Bond is working with Police Scotland and the emergency services who responded immediately and remain at the scene at the present time. No further details are available at this stage.

Our thoughts are with those who have been affected by this tragic incident.

jemax 30th Nov 2013 10:47

BBC Pictures of site
Attached link to detail pictures of site and recovery effort.

BBC News - In pictures: Glasgow pub helicopter crash

tbtstt 30th Nov 2013 10:48

Originally Posted by B.U.D.G.I.E
It never surprises me to see the amount of nonsense that some people type on a public forum. You make your lack if knowledge quite obvious.

Surpassed only by the tripe sprouted by the "experts" on the BBC news coverage.

Rocchi 30th Nov 2013 11:04

Have stopped watching the news as facts have dried up and we're getting speculation now. Will have to wait for official reports now.

MYvol 30th Nov 2013 11:15

Actually one reason for posting comments is to learn. If you don't post you may not learn.

Thanks for the detail on fuel tanks.

HeliComparator 30th Nov 2013 11:53

It never fails to amaze me how much time some people spend trawling through internet forums looking for something to complain about, so that they can feel morally superior etc. It's simple, if you don't want speculation, don't read this thread until the AAIB report is out.

Mechta 30th Nov 2013 11:55

HeliComparator :D

skadi 30th Nov 2013 12:08

A double engine failure due to fuel starvation is also not very reasonable on the 135. Beside the LOW FUEL Warning, which gives you at least 10min, both supplytanks are different in size, so one donk quits earlier in case of low fuel to give a little chance for SE landing.

PFR 30th Nov 2013 12:28

Sean Maffett speaking sensibly on BBC World News right now - which is refreshing..

gordon field 30th Nov 2013 12:36

+1 for SM, first Aviation Expert I have seen for some time who talked sense.

Wetbulb 30th Nov 2013 12:38

Yes, was impressed with Sean Maffett.

For what it's worth (and this may of course not be accurate), one of the police on site this morning told me that prior to the accident, the 135 had been heading east along the river, rather than west on an approach to the pad.

madflyer26 30th Nov 2013 12:51

I found a post on Facebook confirming from a relative that the pilot ex military had perished in the accident.
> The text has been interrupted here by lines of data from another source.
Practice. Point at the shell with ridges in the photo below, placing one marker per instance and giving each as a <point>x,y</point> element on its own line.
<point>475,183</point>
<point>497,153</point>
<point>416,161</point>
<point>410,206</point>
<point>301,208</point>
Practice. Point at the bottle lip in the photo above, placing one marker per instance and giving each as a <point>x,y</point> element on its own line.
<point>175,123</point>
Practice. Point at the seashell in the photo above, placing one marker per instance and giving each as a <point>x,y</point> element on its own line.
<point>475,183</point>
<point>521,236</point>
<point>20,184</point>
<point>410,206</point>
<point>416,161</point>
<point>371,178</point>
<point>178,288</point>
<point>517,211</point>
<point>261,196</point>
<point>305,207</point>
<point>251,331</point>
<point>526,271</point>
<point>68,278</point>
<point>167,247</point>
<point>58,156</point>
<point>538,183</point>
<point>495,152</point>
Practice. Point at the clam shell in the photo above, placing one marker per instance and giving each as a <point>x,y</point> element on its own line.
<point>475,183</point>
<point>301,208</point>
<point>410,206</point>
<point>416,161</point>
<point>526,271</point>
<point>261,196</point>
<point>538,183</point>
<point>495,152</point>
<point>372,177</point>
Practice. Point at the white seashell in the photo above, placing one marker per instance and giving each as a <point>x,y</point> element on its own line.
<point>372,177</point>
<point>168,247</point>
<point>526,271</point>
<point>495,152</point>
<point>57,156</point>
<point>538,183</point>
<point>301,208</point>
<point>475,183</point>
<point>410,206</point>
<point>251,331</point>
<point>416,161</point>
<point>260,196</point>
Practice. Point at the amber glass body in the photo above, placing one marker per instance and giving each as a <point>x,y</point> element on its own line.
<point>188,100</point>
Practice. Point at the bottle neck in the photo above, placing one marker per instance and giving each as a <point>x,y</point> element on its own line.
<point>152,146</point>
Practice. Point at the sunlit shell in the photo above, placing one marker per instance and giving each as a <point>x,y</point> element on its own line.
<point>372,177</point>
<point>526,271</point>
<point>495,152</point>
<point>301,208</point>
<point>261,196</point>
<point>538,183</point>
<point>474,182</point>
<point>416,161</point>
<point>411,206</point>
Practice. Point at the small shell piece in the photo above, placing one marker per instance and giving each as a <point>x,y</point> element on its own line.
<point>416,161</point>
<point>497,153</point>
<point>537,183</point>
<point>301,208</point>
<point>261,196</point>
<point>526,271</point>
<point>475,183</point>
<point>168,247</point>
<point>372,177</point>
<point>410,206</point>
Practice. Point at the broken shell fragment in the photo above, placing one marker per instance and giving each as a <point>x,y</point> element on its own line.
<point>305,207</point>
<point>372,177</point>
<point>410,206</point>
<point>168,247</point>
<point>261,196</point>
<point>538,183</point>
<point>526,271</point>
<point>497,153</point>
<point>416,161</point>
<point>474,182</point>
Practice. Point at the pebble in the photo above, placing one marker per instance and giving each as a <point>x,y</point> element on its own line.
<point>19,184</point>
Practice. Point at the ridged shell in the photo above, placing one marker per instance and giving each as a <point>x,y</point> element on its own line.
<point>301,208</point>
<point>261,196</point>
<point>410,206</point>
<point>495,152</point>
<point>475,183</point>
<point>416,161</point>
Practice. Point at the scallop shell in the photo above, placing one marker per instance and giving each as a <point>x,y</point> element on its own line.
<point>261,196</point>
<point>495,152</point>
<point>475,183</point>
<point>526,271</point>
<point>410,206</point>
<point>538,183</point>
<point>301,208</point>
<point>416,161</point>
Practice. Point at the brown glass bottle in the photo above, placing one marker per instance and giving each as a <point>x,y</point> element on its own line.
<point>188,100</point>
The name was published but out of respect I am withholding it.

BARKINGMAD 30th Nov 2013 13:07

Yates just been on Beeb radio 4 telling us how the pilot may have skilfully shut off the fuel to the engines, thereby reducing the fire risk!

Mmmmmm, rapid conclusion jump there then?

To those who believe no post-impact fire equals little or no fuel, l ask you to look at or recall the Kegworth wreckage pictures and think again?

bondu 30th Nov 2013 13:20

According to the ANO 2009, Schedule 4, para5, any a/c over 2730kg should/must have equipment as specified in Scale SS, meaning either SS1 or SS3. As the EC135 is listed as having an all up of over 2800kg, should it not have an integrated FDR/CVR? Have the rules changed since the 2009 edition of the ANO with regard to the weights?
And he is totally aware of the EC135s extremely good safety record, a fact he has made known to Sky, BBC and STV.